Trying to solve the trig equation $\sqrt{3+4\cos^2(x)}=\frac{\sin(x)}{\sqrt 3}+3\cos(x)$ The equation is
$$\sqrt{3+4\cos^2(x)}=\frac{\sin(x)}{\sqrt 3}+3\cos(x)$$
My solution goes like this
$$
\begin{cases}
3+4\cos^2(x)=\frac{\sin^2(x)}{3}+\frac{6}{\sqrt 3}\sin(x)\cos(x)+9\cos^2(x) \\
\frac{\sin(x)}{\sqrt 3}+3\cos(x) \ge 0
\end{cases}
$$
$$3(\sin^2(x)+\cos^2(x))+4\cos^2(x)=\frac{\sin^2(x)}{3}+\frac{6}{\sqrt 3}\sin(x)\cos(x)+9\cos^2(x)$$
$$2\cos^2(x)+\frac{\sin^2(x)}{3}-3\sin^2(x)+\frac{6}{\sqrt 3}\sin(x)\cos(x)=0$$
I multiply by 3 and divide by $\cos^2(x)$:
$$8\tan^2(x)-6\sqrt{3}\tan(x)-6=0$$
Let $t=\tan(x)$, then
$$4t^2-3\sqrt{3}t-3=0$$
$$t_1=\frac{7\sqrt 3}{2}$$
$$t_2=\frac{11\sqrt 3}{4}$$
The solutions for $x$ would be arc-tangents of these values. 
But the textbook's answer is
$$\color{green}{x_1=\frac{\pi}{3}+2\pi n; x_2=-\arctan\left(\frac{\sqrt 3}{4}\right)+2\pi n}$$
Where did I make a mistake? 

P.S. From the textbook

 A: $$4t^2-3\sqrt3t-3=0$$
$$\implies t=\dfrac{3\sqrt3\pm\sqrt{(3\sqrt3)^2-4\cdot4(-3)}}{2\cdot4}=\dfrac{3\sqrt3\pm5\sqrt3}8=?$$
A: The roots of $4 t^2-3 \sqrt{3} t-3$ are $-\frac{\sqrt{3}}{4}$ and $\sqrt{3}$.

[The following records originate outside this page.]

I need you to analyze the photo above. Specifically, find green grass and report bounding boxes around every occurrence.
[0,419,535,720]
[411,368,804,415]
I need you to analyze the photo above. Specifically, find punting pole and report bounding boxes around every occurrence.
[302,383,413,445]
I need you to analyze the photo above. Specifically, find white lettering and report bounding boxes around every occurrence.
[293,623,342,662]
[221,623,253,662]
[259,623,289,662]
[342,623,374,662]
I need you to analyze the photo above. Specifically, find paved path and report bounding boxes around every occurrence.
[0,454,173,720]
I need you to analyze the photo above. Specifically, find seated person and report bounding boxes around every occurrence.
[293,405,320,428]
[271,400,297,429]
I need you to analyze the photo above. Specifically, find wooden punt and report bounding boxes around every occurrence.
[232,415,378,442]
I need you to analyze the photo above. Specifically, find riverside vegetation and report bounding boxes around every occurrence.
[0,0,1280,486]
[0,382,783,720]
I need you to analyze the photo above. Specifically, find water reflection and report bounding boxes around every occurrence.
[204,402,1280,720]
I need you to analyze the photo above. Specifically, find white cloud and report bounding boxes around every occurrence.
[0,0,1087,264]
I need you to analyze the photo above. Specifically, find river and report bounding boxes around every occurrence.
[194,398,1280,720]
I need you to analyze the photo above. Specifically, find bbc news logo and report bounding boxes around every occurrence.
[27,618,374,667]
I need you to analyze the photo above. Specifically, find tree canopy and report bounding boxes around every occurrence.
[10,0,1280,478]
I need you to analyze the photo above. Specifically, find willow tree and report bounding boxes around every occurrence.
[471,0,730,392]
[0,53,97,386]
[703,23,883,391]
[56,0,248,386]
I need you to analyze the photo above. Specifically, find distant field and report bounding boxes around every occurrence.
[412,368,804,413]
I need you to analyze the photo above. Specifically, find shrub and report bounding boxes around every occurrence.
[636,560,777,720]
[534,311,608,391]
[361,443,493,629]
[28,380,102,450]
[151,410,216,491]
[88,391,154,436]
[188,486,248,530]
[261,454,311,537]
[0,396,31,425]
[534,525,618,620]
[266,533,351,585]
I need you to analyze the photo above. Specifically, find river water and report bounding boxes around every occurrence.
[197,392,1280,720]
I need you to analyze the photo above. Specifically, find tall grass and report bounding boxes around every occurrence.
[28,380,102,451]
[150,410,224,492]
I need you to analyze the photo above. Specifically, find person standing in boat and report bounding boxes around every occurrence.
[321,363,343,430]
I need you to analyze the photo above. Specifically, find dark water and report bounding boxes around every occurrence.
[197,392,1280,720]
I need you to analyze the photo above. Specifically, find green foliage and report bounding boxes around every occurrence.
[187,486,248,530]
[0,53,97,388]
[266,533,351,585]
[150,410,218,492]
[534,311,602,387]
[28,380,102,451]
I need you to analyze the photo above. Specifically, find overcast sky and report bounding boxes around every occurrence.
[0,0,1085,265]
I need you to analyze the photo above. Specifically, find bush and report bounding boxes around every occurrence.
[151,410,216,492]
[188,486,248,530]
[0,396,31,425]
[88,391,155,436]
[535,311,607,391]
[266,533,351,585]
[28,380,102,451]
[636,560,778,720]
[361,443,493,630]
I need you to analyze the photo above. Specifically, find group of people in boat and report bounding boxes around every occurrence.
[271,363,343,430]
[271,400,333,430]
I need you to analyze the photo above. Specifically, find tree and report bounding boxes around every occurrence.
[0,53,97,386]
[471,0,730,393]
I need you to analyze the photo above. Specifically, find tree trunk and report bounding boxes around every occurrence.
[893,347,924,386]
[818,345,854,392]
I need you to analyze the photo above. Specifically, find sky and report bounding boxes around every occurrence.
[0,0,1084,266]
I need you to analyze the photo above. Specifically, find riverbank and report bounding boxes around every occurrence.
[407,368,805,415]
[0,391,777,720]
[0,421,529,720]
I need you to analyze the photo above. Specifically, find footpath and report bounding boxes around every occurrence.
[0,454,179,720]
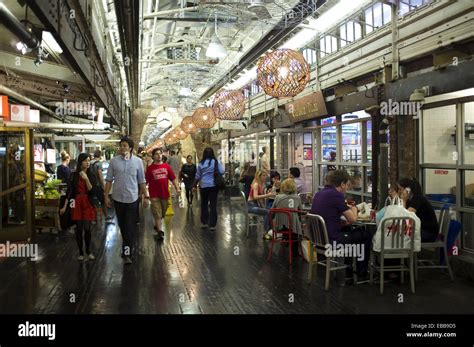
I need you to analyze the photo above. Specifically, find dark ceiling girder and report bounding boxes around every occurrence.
[27,0,121,126]
[0,2,40,50]
[199,0,326,102]
[114,0,140,111]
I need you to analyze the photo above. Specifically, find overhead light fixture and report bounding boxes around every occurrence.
[16,41,31,54]
[179,87,192,96]
[42,31,63,54]
[206,14,227,59]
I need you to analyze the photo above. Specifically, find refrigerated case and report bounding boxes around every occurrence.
[0,127,33,242]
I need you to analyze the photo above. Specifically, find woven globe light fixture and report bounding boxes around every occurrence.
[257,49,311,98]
[212,90,245,120]
[193,107,217,129]
[174,125,188,140]
[181,116,198,134]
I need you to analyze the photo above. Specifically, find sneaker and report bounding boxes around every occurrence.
[123,257,133,265]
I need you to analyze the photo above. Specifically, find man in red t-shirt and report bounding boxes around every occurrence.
[145,148,181,238]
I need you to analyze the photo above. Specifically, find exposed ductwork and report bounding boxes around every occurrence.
[0,2,41,50]
[0,84,62,121]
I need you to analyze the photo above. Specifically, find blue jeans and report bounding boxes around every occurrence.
[247,201,270,231]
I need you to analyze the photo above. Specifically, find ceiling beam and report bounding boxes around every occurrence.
[28,0,125,126]
[199,0,326,102]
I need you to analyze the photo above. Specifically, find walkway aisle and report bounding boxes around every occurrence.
[0,200,474,314]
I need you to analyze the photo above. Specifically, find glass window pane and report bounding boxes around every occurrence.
[364,167,372,193]
[367,120,372,163]
[0,189,26,230]
[464,102,474,164]
[373,3,383,28]
[354,23,362,40]
[424,169,456,204]
[339,24,347,40]
[342,166,363,191]
[423,105,456,164]
[346,21,354,42]
[398,2,410,16]
[321,117,337,161]
[461,213,474,250]
[342,123,362,163]
[331,36,337,53]
[382,4,392,24]
[463,170,474,207]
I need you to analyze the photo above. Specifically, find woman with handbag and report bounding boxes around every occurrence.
[60,153,97,261]
[194,147,224,230]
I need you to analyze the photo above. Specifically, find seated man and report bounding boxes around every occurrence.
[288,167,309,194]
[311,170,372,277]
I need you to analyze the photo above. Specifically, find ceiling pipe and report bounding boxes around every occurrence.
[0,2,41,50]
[0,84,63,121]
[143,6,199,20]
[199,0,325,102]
[3,121,110,130]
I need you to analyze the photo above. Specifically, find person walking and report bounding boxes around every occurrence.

A slightly different approach to this problem could be the following:
\begin{align}
3+4\cos^2(x)-\frac{\sin^2(x)}{3}-\frac{6}{\sqrt 3}\sin(x)\cos(x)-9\cos^2(x)=\frac{1}{3} \left(-3 \sqrt{3} \sin (2 x)-7 \cos (2 x)+1\right)
\end{align}
With this we have $$3 \sqrt{3} \sin (2 x)+7 \cos (2 x)=2\sqrt{19}\sin(2x+y)$$ where $y=\arcsin\frac{7}{2\sqrt{19}}$. Hence the roots can be found as \begin{align}
x&=\frac12\Big(\arcsin\frac{1}{2\sqrt{19}}-\arcsin\frac{7}{2\sqrt{19}}\Big)+2\pi n\\
x&=\arcsin\frac{1}{2\sqrt{19}}+\arcsin\frac{7}{2\sqrt{19}}+2\pi n\\
\end{align}
now note that \begin{align}
\arcsin\frac{1}{2\sqrt{19}}+\arcsin\frac{7}{2\sqrt{19}}&=\arcsin( \frac{1}{2\sqrt{19}}\sqrt{1-\frac{7}{2\sqrt{19}}^2} + \frac{7}{2\sqrt{19}}\sqrt{1-\frac{1}{2\sqrt{19}}^2})\\
&=\arcsin\frac{\sqrt3}{2}\\
&=\frac{\pi}{3}
\end{align}
Further using $\tan(\alpha+\beta)$ and $\tan(\arcsin x)=\frac{x}{\sqrt{1-x^2}}$ we obtain $$\arcsin\frac{1}{2\sqrt{19}}-\arcsin\frac{7}{2\sqrt{19}}=-2\arctan \frac{\sqrt3}{4}.$$
A: You made a mistake in factorising the following equation:
$$ 4t^2 -3\sqrt3 t -3 = 0$$
$$ t = \frac{3\sqrt 3 \pm \sqrt{75}}{8}$$
A: The solution of the quadratic equation $4t^2 -3\sqrt3 t -3 = 0$ is wrong. Here, $D = b^2 -4ac$ i.e. D=75.
Hence, $t = \frac{3√3 + or - √D}{2*4}$
$t = \frac{3√3 + 5√3}{8}$
And $t = \frac{3√3 -5√3}{8}$
Hence, $ t = √3, -\frac{\sqrt3}{4}$
Now you will get the desired result.